Die Opfer des Attentats am Olympia-Einkaufszentrum vom 22. Juli 2016 sind nicht vergessen. Hier ein Foto vom Trauermarsch zum sechsten Jahrestag des rassistischen Anschlags. (Foto: Robert Haas)

Das dokumentarische Theaterstück „Offene Wunde“ erzählt im Volkstheater aus der Perspektive der Geschwister der Opfer des Anschlags. Tunay Önder und Christine Umpfenbach haben zahlreiche Interviews geführt, um die Erinnerung wachzuhalten.

Von Yvonne Poppek

Der kleine Band „Tell Their Stories“ ist vor ein paar Monaten erschienen. Auf dem orangefarbenen Cover haben die neun Namen genau Platz: Armela, Can, Dijamant, Guiliano, Hüseyin, Roberto, Sabine, Selçuk, Sevda. Am 22. Juli 2016 wurden sie Opfer des rassistisch motivierten Attentats am Olympia-Einkaufszentrum. „Er war der Augenstern unserer Familie“, steht etwa in dem Büchlein, das an sie erinnert. Oder: „Du hast mir immer das Gefühl geschenkt, dass ich genug bin.“ Oder: „Ich bin mit ihm durch seine Kindergartenzeit gegangen, seine Schulzeit und seine Lehre.“ Oder: „Er hat uns in jeder Situation zum Lachen gebracht und Ideen gegeben.“

Es sind Worte von denjenigen, die diese neun Menschen geliebt haben und zurückgeblieben sind. Zum Teil sind es auch Worte von Angehörigen, mit denen Tunay Önder und Christine Umpfenbach Interviews geführt haben für ihr dokumentarisches Theaterstück „Offene Wunde“, ein weiteres Projekt, das die Opfer in Erinnerung halten soll. Am Donnerstag, 24. April, wird das Stück über das Attentat im OEZ im Münchner Volkstheater Premiere haben.

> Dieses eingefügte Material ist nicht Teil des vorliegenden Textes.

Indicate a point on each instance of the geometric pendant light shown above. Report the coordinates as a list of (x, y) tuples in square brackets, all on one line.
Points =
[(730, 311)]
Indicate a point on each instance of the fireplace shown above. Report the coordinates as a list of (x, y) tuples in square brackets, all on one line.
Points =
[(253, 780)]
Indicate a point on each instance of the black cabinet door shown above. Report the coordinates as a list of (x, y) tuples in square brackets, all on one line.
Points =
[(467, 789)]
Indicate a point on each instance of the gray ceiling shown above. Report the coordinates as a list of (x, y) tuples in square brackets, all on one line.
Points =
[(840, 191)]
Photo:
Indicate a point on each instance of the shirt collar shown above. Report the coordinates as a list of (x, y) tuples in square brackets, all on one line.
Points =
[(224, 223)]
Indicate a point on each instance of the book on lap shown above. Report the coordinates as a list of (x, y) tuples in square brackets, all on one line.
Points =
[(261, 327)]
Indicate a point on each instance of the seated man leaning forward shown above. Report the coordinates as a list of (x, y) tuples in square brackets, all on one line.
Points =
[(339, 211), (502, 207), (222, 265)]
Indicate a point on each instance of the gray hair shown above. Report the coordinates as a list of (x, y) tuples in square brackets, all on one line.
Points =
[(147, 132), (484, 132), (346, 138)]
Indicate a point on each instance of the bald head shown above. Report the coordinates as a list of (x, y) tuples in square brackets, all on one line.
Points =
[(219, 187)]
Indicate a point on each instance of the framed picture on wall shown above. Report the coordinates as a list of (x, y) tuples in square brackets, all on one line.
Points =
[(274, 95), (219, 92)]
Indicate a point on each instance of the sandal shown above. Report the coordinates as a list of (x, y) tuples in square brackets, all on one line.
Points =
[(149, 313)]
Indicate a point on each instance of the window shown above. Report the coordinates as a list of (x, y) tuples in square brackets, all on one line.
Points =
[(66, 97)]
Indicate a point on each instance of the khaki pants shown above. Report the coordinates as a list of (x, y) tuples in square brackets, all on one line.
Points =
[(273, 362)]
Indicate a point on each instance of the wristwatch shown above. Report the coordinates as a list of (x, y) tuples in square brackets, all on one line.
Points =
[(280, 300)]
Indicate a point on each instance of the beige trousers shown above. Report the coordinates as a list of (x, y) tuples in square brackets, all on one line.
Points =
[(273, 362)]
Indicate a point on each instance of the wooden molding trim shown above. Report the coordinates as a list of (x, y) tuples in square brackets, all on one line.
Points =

Knapp acht Jahre ist es erst her, dass der Attentäter im OEZ gezielt auf Menschen schoss. Es vergingen drei Jahre, bis die bayerischen Sicherheitsbehörden die Tat als rechtsextremistisch einordneten, sich von der Bezeichnung „Amoklauf“ distanzierten, wie sie auch jahrelang auf dem Denkmal am Erinnerungsort stand. Wie soll man an eine solche Tat erinnern, die zeitlich noch so nah liegt, bei der die Verletzungen noch so frisch sind, der Kampf um die Anerkennung des rechtsextremen Motivs noch in den Gliedern steckt? Soll man das überhaupt, im Theater?

Tunay Önder ist sich hier sicher. Der Gedanke sei ihr vor knapp zwei Jahren gekommen, erzählt sie. Önder engagiert sich in der Initiative „München OEZ Erinnern“, hat darüber engen Kontakt mit vielen Angehörigen. Sie erzählt, in der Initiative sei so viel Energie da gewesen, der Wunsch, diese Geschichte im Gedächtnis zu halten und öffentlich zu teilen.

Christine Umpfenbach reagierte hingegen zögerlicher. „Bei der Thematik war ich sehr zurückhaltend“, sagt sie. Das Attentat liege zeitlich noch so nah, die Opfer seien so jung, die Familien noch traumatisiert. Für sie war klar: Eine Arbeit sei nur möglich mit der Zustimmung aller Familien. Also organisierten sie ein Treffen mit den Angehörigen im Bellevue di Monaco, stellten ihre Pläne vor und erhielten die Zustimmung, die sie brauchten. Erst dann legten sie los.

Tunay Önder und Christine Umpfenbach kennen sich von vorhergehenden Arbeiten, beispielsweise vom Doku-Stück „Urteile“ über den NSU, das am Residenztheater zu sehen war. Umpfenbach ist bekannt für ihre recherchebasierten Theaterproduktionen, ihr Abend „9/26 – Das Oktoberfestattentat“ an den Kammerspielen beispielsweise wurde 2021 für den Mülheimer Dramatikerpreis nominiert. Die Theatermacherin steigt sehr tief in die jeweilige Materie ein und fördert Unglaubliches an Fakten, aber auch an emotionalen Aussagen zutage.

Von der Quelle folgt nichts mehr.